Allow for SSO login (Google, GitHub etc)

[Crispy1975]

Is your feature request related to a problem? Please describe.

We have just installed SaltGUI behind a cloudflared tunnel. This allows us to authenticate users accessing SaltGUI. This works as expected and our users cannot see the UI without being fully authenticated. However, this of course presents users with a SaltGUI login page, it is at this points we need to allow user access without a double login flow.

Looking at the tunnel connector logs we see the header Cf-Access-Authenticated-User-Email containing the correct authenticated user email address. My question is if there is a way we can use this with SaltGUI/Salt to authenticate that user. I've checked the Salt docs on how it's possible to restrict pam users to certain permissions, however we would love to do this using a full SSO login flow to maintain security and end user joy. :-)

Describe the solution you'd like Be able to detect an SSO authenticated user and apply permissions to their login session.
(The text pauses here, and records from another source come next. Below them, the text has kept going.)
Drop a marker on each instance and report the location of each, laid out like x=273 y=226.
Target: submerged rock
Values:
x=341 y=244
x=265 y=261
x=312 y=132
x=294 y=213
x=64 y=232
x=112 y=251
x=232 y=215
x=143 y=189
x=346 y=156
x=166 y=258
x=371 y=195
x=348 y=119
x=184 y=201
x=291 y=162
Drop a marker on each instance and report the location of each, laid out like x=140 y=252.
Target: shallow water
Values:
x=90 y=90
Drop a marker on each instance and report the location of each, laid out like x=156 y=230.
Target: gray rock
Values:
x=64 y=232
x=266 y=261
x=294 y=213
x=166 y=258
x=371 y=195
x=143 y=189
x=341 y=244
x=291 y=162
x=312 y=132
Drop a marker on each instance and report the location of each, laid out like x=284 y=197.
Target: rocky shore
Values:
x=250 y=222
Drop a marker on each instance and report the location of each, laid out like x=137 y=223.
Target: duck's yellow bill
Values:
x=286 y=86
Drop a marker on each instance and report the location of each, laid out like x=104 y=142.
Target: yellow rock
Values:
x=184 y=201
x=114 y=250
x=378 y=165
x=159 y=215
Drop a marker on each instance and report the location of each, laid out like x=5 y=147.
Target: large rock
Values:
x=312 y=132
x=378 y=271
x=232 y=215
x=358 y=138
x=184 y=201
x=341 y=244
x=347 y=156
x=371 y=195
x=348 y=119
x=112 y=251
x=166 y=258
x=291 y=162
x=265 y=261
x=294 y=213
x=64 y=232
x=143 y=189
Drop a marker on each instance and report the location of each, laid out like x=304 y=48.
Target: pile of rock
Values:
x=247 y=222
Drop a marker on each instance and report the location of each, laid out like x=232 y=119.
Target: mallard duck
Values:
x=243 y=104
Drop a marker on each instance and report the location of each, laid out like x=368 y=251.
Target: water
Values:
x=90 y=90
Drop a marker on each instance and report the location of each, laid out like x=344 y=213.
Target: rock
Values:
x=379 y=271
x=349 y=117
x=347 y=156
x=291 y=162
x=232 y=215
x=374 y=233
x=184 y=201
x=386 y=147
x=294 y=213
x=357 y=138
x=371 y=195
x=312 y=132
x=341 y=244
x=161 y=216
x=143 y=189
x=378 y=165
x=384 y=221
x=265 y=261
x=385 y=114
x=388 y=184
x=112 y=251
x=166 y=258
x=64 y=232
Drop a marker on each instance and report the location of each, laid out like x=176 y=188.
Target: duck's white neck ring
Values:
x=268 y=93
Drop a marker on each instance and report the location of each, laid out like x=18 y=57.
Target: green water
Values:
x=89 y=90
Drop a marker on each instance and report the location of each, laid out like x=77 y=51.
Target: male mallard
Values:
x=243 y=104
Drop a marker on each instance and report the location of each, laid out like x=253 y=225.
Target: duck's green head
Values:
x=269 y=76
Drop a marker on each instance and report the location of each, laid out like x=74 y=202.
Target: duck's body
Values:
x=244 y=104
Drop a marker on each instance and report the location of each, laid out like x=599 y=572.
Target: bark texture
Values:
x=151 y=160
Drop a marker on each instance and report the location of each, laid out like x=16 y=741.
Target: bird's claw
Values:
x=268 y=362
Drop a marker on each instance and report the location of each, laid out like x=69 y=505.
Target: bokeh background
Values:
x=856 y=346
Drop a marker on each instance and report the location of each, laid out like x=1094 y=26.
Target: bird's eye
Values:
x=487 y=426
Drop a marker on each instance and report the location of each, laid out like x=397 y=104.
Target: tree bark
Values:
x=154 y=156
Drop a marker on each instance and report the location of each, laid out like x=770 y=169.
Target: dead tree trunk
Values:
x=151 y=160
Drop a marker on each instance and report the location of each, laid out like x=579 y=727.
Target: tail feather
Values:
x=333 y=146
I am happy to investigate this as a contribution, however, I wanted to ask first to see if there was something that might just work without a lot of development. I suspect that I might need to do something on the salt-api side of things. 🤔

[erwindon]

@Crispy1975 salt-api supports all of the mechanism shown on https://docs.saltproject.io/en/latest/ref/auth/all/index.html SaltGUI has the most common of these in the dropdown-list on the login page. but others can be made visible by using a simple configuration as described in the SaltGUI manual.

one supported mechanism (which is also the default) is the "pam" mechanism. this allow further configuration with anything that the Linux PAM mechanism has to offer. for standard Linux systems, this is configured to use the local /etc/passwd file, but it can be configured for almost anything else. see your PAM documentation for more details.

please take the following steps:

• decide whether the salt-api mechanism can help you
• decide whether a PAM mechanism can help you, possibly using an additional PAM plugin

Since SaltGUI uses only the built-in security mechanisms from salt-api, I never have to worry about delivering an unsafe edition of SaltGUI. Changing that will be technically complex and may make SaltGUI unsafe to use. That is why I decided to never extend SaltGUI in that way. Luckily the existing mechanisms are very extensive.

[Crispy1975]

Thanks @erwindon I'll investigate the options with salt-api and post back on findings. 👍🏻

[erwindon]

I'll close this issue for now. Feel free to post more information in this issue. I'll reopen it when there is a need.